BGC roads below. Private cars. Taxis idling near bus stops. Motorcycle couriers weaving in and out.

Inefficient.

Carlos opened the final sheet.

"Tim," he said. "We can build the car. We can build the fleet, the software, the routes, the dispatch. But we need one thing from you."

Timothy looked back at him.

"Public backing?"

"No," Carlos said. "Policy leverage."

He paused.

"We need legal recognition that an autonomous vehicle is a vehicle—even without a driver. Otherwise, legally, these will still be considered unregistered equipment."

Timothy nodded once.

He folded the final sheet and set it aside.

"What’s the name?" he asked.

"Name?"

"The platform."

Carlos hesitated for a second.

"TG Glide," he said. "It moves. Smooth. No frills. Just takes people where they need to go."

"And that’s final?"

"No," Carlos said. "Just an internal name. You’ll probably change it."

"Maybe," Timothy said.

He stood. Carlos stood too.

"You’ll have funding," Timothy said. "Route mapping access. Facilities if needed. I’ll handle regulatory clearance."

Carlos nodded, relieved, but not overly.

Then he asked, "When do we start?"

Timothy looked at the simulation screen one more time.

"Now," he said.

Carlos closed his folder but didn’t leave right away.
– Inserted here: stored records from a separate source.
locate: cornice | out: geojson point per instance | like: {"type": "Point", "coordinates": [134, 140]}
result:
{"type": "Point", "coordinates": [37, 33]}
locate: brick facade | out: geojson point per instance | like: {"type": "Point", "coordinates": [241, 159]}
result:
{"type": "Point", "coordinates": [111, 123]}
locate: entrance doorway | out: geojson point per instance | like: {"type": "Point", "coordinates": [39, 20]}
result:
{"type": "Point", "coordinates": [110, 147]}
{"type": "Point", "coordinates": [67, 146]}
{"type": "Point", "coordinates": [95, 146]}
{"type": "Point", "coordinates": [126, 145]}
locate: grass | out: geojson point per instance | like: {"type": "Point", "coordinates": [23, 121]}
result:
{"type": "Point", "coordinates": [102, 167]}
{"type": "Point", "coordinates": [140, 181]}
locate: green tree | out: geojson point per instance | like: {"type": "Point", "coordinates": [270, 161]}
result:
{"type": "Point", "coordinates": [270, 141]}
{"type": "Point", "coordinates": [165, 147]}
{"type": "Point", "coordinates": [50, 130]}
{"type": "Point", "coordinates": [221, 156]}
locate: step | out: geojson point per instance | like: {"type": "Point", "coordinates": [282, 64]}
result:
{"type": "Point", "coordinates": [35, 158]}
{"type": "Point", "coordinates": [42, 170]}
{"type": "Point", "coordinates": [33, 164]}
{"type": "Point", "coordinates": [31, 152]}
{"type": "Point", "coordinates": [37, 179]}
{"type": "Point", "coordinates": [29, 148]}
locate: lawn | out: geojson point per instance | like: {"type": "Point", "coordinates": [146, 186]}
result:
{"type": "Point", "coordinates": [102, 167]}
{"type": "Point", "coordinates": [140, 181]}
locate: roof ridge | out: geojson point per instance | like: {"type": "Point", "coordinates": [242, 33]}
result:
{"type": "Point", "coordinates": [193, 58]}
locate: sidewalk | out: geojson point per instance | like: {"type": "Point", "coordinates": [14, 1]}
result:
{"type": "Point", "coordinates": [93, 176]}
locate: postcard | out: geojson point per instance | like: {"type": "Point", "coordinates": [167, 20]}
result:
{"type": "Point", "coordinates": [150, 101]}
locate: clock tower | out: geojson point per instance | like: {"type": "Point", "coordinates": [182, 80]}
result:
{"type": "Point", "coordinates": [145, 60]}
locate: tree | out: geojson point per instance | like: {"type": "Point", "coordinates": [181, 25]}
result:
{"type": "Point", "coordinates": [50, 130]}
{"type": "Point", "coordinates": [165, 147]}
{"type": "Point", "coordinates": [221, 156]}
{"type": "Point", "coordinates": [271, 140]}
He stayed standing, hands resting on the table. Timothy had already turned toward the window, eyes focused beyond the glass, toward the roads below.

Six-seater SUV turning left at an intersection. A motorcycle weaving between two sedans. A bus stopping in the middle lane, blocking two others. A taxi idling too long.

Carlos followed his gaze.

"Is it really possible?" he asked quietly. "People here—will they trust it?"
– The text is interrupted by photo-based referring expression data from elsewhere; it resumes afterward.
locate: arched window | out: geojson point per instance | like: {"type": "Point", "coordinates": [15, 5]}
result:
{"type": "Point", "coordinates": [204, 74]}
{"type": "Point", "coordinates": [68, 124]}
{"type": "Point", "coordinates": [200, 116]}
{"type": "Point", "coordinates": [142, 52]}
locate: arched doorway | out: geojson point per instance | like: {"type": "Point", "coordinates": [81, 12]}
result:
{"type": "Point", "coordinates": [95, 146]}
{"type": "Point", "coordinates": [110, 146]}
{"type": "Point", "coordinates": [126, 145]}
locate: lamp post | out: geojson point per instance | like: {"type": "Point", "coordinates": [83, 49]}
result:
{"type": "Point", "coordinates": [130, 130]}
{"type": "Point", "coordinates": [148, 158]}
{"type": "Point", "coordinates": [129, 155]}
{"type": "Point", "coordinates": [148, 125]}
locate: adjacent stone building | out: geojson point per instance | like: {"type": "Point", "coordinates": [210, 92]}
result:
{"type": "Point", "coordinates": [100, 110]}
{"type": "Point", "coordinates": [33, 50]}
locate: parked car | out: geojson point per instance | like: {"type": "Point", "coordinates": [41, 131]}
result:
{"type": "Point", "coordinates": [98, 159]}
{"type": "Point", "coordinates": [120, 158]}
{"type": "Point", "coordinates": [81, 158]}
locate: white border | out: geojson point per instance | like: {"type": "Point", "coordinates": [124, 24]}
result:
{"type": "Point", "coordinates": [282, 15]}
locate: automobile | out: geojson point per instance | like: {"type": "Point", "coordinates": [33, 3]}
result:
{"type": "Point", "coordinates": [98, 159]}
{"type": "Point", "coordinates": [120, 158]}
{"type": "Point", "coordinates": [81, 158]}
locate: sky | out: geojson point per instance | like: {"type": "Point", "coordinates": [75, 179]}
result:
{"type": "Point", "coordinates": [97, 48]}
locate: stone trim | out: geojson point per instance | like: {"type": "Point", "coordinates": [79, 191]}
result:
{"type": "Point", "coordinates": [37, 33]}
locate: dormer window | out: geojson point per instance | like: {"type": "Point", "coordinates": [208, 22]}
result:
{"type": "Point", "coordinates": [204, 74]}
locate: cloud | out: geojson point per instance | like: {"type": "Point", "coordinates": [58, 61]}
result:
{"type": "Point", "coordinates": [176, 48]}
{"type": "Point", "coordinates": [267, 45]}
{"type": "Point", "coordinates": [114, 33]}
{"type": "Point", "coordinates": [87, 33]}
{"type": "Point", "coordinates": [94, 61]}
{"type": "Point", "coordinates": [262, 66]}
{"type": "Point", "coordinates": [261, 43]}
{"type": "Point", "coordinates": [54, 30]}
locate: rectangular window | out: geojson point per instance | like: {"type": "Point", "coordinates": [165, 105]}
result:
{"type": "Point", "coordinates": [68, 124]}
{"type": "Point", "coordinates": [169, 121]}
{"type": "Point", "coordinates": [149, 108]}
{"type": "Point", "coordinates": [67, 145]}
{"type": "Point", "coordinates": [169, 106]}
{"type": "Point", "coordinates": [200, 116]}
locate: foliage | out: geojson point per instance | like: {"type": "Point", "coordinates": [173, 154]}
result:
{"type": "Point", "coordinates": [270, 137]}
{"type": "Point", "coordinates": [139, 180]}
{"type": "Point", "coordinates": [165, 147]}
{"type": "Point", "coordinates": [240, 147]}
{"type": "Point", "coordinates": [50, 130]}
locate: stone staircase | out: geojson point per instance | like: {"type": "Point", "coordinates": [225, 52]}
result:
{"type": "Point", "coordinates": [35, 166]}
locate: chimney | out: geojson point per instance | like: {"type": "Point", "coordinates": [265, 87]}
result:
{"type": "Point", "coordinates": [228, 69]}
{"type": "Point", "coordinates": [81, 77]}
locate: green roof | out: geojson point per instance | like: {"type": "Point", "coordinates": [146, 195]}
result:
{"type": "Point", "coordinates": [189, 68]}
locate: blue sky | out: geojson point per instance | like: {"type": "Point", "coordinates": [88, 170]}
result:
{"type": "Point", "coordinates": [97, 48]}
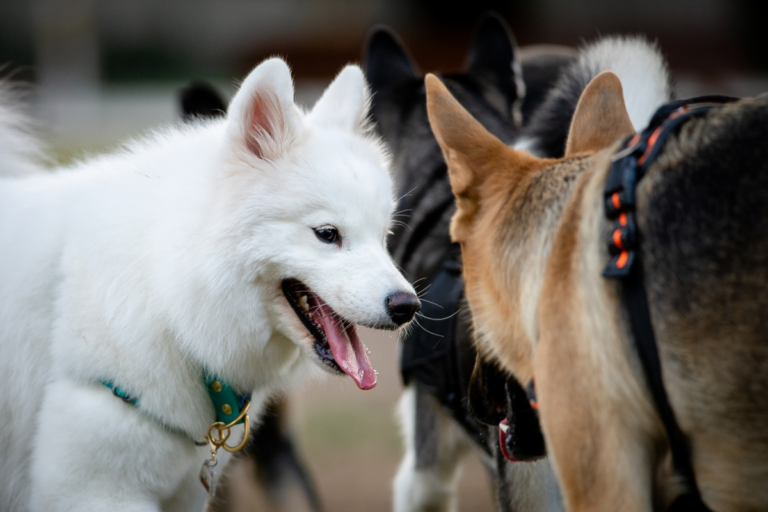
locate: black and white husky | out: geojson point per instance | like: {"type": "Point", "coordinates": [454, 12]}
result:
{"type": "Point", "coordinates": [526, 97]}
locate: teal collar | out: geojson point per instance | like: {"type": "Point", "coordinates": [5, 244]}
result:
{"type": "Point", "coordinates": [226, 402]}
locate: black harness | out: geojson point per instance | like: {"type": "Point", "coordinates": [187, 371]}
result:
{"type": "Point", "coordinates": [431, 352]}
{"type": "Point", "coordinates": [629, 166]}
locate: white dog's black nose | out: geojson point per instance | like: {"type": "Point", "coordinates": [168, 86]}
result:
{"type": "Point", "coordinates": [401, 307]}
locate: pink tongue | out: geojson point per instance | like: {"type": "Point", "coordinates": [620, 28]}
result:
{"type": "Point", "coordinates": [348, 350]}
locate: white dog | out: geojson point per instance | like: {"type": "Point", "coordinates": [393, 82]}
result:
{"type": "Point", "coordinates": [246, 249]}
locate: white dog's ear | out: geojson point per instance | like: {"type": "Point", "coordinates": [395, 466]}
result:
{"type": "Point", "coordinates": [262, 115]}
{"type": "Point", "coordinates": [345, 102]}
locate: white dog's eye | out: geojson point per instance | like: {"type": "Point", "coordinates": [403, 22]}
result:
{"type": "Point", "coordinates": [328, 234]}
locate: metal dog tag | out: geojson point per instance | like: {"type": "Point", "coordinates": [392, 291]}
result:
{"type": "Point", "coordinates": [208, 476]}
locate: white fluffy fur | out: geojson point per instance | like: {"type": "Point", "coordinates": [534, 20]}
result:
{"type": "Point", "coordinates": [641, 69]}
{"type": "Point", "coordinates": [164, 260]}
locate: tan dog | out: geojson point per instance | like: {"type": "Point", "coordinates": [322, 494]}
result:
{"type": "Point", "coordinates": [533, 238]}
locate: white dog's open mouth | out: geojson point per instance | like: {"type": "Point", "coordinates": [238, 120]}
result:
{"type": "Point", "coordinates": [336, 341]}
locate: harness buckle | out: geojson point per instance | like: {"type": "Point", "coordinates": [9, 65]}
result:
{"type": "Point", "coordinates": [219, 440]}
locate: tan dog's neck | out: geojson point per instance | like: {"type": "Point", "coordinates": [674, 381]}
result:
{"type": "Point", "coordinates": [508, 206]}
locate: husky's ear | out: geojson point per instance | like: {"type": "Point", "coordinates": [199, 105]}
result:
{"type": "Point", "coordinates": [493, 59]}
{"type": "Point", "coordinates": [600, 118]}
{"type": "Point", "coordinates": [387, 63]}
{"type": "Point", "coordinates": [262, 115]}
{"type": "Point", "coordinates": [471, 152]}
{"type": "Point", "coordinates": [344, 104]}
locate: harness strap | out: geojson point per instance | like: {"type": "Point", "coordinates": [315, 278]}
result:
{"type": "Point", "coordinates": [629, 166]}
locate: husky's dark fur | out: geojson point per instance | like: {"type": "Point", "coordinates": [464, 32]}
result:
{"type": "Point", "coordinates": [491, 86]}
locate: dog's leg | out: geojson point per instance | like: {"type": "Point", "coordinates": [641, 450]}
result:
{"type": "Point", "coordinates": [526, 486]}
{"type": "Point", "coordinates": [435, 447]}
{"type": "Point", "coordinates": [93, 452]}
{"type": "Point", "coordinates": [271, 460]}
{"type": "Point", "coordinates": [599, 441]}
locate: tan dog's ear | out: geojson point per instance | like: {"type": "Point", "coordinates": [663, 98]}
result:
{"type": "Point", "coordinates": [471, 152]}
{"type": "Point", "coordinates": [601, 117]}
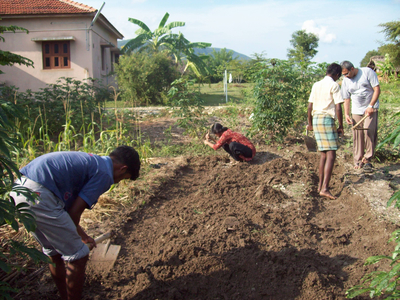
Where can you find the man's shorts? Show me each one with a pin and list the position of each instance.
(325, 132)
(55, 231)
Timothy didn’t look away from the window.

"They don’t need to trust it," he said. "They just need to use it."

Carlos nodded slowly.

Timothy turned back.

"You’re not building a dream," he said. "You’re building an alternative. The moment it’s easier than waiting for a taxi or booking a Grab—people will switch."

Carlos thought about that.

"It won’t feel like new tech," Timothy said. "It will feel like the obvious next step."

Carlos exhaled. "That’s the goal."

Timothy stepped toward the table again.

"Start with Batangas," he said. "Secure the manufacturing reconfiguration. Talk to Reina in supply chain. Keep a minimal team. Don’t make a big deal out of it until we’re ready to deploy."

Carlos nodded. "Yes, sir."

"And don’t focus on making it attractive," Timothy added. "Make it reliable. Let function build trust."

Carlos understood. He gathered the papers and closed the tablet.